The weather is one way to describe external stresses, yet it is so much more. Environmental testing may include fungus, insect, and animal exposure. The document MIL-STD-810G lists and describes testing methods for a wide range of environmental conditions.
In addition to weather during operation be sure to consider how the product is stored, transported, and installed. Also, consider the effects of different phases of use. For example, an aircraft has ground operations, take-off and landing sets of stresses, plus level flight. Each is quite different.
Why do environmental testing?
A great way to test a product in its operating environment is to conduct beta testing. Essentially place the product in normal use and ask for feedback or monitor performance. In the hands of those expected to use the product in ‘the wild’, we can learn how the design responds to the many known and unknown environmental conditions.
In practice, beta testing is expensive and time-consuming. So, many conducting testing in the lab with one or more stresses applied to a product. Again this can be a costly and time-consuming practice.
Environmental testing has a number of functions:
- Reduce uncertainty concerning the designs ability to function in the expected environment.
- Detect environmental stress induced weaknesses to allow design improvements
- Determine robustness beyond the expected environmental conditions.
Basically, we conduct environmental testing to determine if the product will function as expected when exposed to a range of conditions.
Environmental testing and reliability
Reliability is the ability of a product to function as expected within an environment with a probability of success over a duration. Very similar to environmental testing with respect to will it operate in an environment.

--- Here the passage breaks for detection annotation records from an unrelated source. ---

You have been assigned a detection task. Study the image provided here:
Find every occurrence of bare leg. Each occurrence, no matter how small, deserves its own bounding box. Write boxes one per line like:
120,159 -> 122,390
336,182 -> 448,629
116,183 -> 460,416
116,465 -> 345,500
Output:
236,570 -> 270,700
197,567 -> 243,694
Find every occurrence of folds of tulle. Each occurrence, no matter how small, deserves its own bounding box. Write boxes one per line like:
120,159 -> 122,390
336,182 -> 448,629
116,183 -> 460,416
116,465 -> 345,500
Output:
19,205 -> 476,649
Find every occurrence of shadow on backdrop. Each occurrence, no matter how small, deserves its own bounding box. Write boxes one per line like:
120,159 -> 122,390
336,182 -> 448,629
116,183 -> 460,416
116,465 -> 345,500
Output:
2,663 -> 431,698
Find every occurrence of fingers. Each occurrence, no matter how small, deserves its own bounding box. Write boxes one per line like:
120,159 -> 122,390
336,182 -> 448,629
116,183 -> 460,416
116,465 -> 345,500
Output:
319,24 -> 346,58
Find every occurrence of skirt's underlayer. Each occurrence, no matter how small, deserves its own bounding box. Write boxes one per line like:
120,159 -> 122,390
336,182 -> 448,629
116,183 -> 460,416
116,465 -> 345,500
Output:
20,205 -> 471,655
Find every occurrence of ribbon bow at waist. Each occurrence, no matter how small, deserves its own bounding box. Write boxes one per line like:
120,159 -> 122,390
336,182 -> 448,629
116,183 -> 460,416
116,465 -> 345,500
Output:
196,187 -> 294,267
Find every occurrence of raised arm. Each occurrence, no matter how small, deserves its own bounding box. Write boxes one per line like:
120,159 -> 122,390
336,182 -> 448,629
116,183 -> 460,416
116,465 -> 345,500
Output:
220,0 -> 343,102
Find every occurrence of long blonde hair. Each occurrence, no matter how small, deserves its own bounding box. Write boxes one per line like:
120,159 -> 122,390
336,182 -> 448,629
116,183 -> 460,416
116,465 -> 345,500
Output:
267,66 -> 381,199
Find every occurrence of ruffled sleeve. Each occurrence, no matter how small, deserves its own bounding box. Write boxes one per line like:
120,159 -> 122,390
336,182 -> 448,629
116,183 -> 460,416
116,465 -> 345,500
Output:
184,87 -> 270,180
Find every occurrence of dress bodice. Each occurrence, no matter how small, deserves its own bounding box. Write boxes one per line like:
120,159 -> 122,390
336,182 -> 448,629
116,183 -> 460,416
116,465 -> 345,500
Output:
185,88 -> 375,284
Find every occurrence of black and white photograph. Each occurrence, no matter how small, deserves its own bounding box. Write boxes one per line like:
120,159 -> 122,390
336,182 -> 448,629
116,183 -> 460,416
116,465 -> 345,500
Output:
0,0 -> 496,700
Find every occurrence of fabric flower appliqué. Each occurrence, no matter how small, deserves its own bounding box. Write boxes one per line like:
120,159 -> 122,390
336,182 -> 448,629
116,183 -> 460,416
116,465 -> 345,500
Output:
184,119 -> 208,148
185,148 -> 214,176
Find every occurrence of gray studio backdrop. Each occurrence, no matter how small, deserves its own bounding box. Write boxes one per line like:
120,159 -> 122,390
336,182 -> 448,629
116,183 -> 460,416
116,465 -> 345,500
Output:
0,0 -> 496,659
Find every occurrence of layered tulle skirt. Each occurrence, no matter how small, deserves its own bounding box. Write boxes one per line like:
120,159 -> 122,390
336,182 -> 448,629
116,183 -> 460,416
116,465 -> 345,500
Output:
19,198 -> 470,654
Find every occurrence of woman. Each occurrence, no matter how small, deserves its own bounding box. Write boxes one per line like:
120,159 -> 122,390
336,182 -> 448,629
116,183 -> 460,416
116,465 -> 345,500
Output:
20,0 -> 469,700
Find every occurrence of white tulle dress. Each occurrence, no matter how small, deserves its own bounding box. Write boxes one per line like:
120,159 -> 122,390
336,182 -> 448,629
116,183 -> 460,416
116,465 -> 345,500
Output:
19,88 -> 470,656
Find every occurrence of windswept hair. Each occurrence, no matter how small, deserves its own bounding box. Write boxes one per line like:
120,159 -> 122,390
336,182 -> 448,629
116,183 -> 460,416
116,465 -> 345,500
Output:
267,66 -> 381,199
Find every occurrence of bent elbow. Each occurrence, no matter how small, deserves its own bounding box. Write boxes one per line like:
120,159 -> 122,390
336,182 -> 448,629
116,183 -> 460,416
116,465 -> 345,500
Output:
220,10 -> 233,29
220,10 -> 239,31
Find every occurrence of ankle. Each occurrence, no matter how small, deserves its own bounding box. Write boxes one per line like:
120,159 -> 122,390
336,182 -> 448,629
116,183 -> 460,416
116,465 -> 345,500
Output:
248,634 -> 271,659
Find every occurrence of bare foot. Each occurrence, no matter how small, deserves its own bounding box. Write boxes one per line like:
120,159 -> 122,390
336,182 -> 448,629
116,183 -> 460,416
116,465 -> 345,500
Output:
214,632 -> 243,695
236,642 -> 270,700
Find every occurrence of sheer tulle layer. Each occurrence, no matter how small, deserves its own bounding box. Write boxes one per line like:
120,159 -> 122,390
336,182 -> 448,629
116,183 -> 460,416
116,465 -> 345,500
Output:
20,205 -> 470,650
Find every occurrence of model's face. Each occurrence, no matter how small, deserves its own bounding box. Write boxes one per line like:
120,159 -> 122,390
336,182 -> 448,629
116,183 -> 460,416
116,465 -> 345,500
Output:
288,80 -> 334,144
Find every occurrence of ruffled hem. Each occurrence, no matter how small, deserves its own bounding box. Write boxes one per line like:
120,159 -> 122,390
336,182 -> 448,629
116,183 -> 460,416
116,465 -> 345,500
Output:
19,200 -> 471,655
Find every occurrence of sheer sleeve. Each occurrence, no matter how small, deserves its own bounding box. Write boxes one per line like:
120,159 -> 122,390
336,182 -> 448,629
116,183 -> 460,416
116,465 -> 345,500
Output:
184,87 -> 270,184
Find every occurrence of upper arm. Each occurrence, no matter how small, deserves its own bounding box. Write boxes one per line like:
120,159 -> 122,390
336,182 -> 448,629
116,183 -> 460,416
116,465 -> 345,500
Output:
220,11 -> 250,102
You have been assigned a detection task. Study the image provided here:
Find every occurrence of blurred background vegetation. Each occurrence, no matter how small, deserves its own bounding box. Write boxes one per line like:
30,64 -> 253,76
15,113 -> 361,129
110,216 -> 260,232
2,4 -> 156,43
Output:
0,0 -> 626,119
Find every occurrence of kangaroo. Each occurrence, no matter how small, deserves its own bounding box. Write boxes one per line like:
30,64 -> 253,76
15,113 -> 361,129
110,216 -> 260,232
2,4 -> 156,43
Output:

The primary difference is the lack of evaluating the product over the expected duration. Most environmental testing is fairly quick – I.e. Will the product operate when exposed to 40°C for 1 hour? Not will it work for 20 years when expected to experience 40°C on occasion each year.
They are related though. Defects or weaknesses found during environmental testing may lead to reliability improvements. In general, a robust product tends to be more reliable. The environmental conditions may represent the stresses that may be useful for life or reliability testing. Environmental testing findings may lead to the understanding of failure mechanisms that are essential to design an accelerated life test.
Conduct environmental testing to reduce uncertainty and to quantify margins.
Be prepared to learn how to improve the design.
Do not directly conclude that a design that passes a suite of environmental testing is also reliable.
Leverage environmental testing methods to design accelerated life testing when suitable for specific failure mechanisms.